The prognosis of patients with angiosarcoma remains dismal, and patients with advanced disease usually do not survive beyond a year despite treatment with conventional chemotherapy or targeted agents. Determinants of survival typically include traditional clinical parameters such as age, tumor size, and stage of disease [5], while predictors of chemotherapy response are essentially unknown. In a previous study on 712 patients diagnosed with various soft tissue sarcomas, we had shown that an elevated circulating peripheral blood neutrophil-to-lymphocyte ratio (NLR) was associated with aggressive biological features and poor clinical outcomes [6]. Expanding on these observations, we demonstrated in a recent study that high NLR was predictive of worse overall survival in patients with angiosarcoma, alongside older age and presence of distant metastasis. Using these 3 factors (“MAN” score), patients could be risk-stratified into low (0–1), intermediate (2), and high (3) risk subgroups based on the number of risk features [7].

Conventional cytotoxic chemotherapy with anthracycline or taxane-based regimens are currently the most widely used in angiosarcomas, and while treatment response has been shown to improve survival, predictive biomarkers to guide treatment decisions are lacking. By examining the intra-tumoral immune responses and oncogenic signals, it was shown that the dysregulation of several immune-oncology pathways, including angiogenesis, matrix remodeling and metastasis, cytokine and chemokine signaling, as well as an accumulation of neutrophils and macrophages, resulted in primary chemoresistance [7].

Apart from tumor microenvironment, tumor heterogeneity is also thought to contribute to primary chemoresistance and relapse. We examined resected angiosarcoma specimens and angiosarcoma cell-lines for giant cells, a rare (< 1%), bizarre subpopulation of malignant cells found across various tumor types and thought to contribute to treatment resistance [8]. Giant cells were found in 41.4% of primary angiosarcoma specimens, as well as angiosarcoma cell lines MOLAS and ISOHAS. In patients, we found that the presence of giant cells conferred poorer overall survival as well as poorer response to cytotoxic chemotherapy, while giant cells demonstrated relative in vitro chemoresistance in comparison to regular angiosarcoma cells. The detailed analysis of single cell populations of giant cells and regular angiosarcoma cells revealed similar genomic landscapes, reaffirming their status as tumor-derived rather than infiltrating immune or stromal cells. Interestingly, when examined in the context of intra-tumoral immune signals, the presence of giant cells also correlated with immune pathway dysregulation including matrix remodeling and metastasis, cytokine and chemokine signaling, hinting at a complex interplay between tumor heterogeneity, dysregulated tumor microenvironment and chemoresistance which warrants further investigation.
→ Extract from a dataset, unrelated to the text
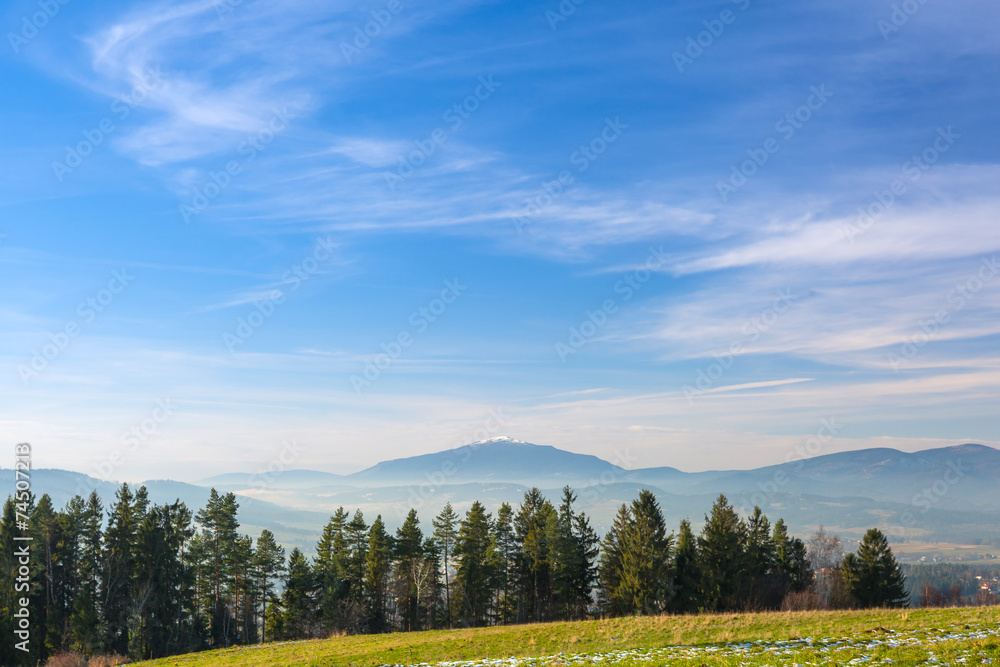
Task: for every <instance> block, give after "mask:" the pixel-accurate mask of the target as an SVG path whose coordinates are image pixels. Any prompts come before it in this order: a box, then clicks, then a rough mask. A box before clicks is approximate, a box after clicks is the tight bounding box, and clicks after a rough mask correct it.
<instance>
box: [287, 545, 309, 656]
mask: <svg viewBox="0 0 1000 667" xmlns="http://www.w3.org/2000/svg"><path fill="white" fill-rule="evenodd" d="M314 589H315V584H314V580H313V571H312V568H311V567H309V561H307V560H306V557H305V556H304V555H303V554H302V551H301V550H300V549H299V548H298V547H296V548H294V549H292V553H291V554H289V556H288V574H287V575H286V577H285V590H284V593H283V594H282V607H283V613H282V617H283V629H284V635H283V636H284V638H285V639H305V638H308V637H311V636H312V632H313V627H314V626H313V622H314V619H315V603H314V595H313V592H314Z"/></svg>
How do we progress research in a rare cancer like angiosarcoma from here? Emerging next generation “omic” technologies beyond bulk whole genomic or transcriptomic sequencing are expected to dissect the composition of the tumor microenvironment of angiosarcoma at higher resolution [9]. Single cell sequencing coupled with spatial profiling technologies will facilitate our understanding of the complex interplay between tumor cells, tumor infiltrating immune cells, and the stromal components. Such high definition data, correlated with clinical information, will further enable the discovery of novel biomarkers required for the achievement of precision oncology in angiosarcoma.